A final entry of = (in the required double quotes) will prevent use of any remaining entries in the Java site-configured list.

This setting defaults to "file:${org.postgresql.sysconfdir}/pljava.policy","="

pljava.release_lingering_savepoints

How the return from a PL/Java function will treat any savepoints created within it that have not been explicitly either released (the savepoint analog of “committed”) or rolled back and released. If off (the default), they will be rolled back. If on, they will be released/committed. If possible, rather than setting this variable on, it would be safer to fix the function to release its own savepoints when appropriate.

A savepoint continues to exist after being used as a rollback target. This is JDBC-specified behavior, but was not PL/Java's behavior before release 1.5.3, so code may exist that did not explicitly release or roll back a savepoint after rolling back to it once. To avoid a behavior change for such code, PL/Java will always release a savepoint that is still live at function return, regardless of this setting, if the savepoint has already been rolled back.

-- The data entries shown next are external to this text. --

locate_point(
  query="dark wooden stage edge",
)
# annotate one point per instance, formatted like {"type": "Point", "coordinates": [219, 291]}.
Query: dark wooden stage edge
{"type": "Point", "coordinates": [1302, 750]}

pljava.statement_cache_size

The number of most-recently-prepared statements PL/Java will keep open.

pljava.vmoptions

Any options to be passed to the Java runtime, in the same form as the documented options for the java command (windows, Unix family). The string is split on whitespace unless found between single or double quotes. A backslash treats the following character literally, but the backslash itself remains in the string, so not all values can be expressed with these rules. If the server encoding is not UTF8, only ASCII characters should be used in pljava.vmoptions. The exact quoting and encoding rules for this variable may be adjusted in a future PL/Java version.

Some important settings can be made here, and are described on the VM options page. For Java 18 and later, this variable must include a -Djava.security.manager=allow or -Djava.security.manager=disallow] setting, determining whether PL/Java will run with security policy enforcement or with no policy enforcement, and those pages should be reviewed for the implications of the choice. Details vary by Java version; see Available policy-enforcement settings by Java version.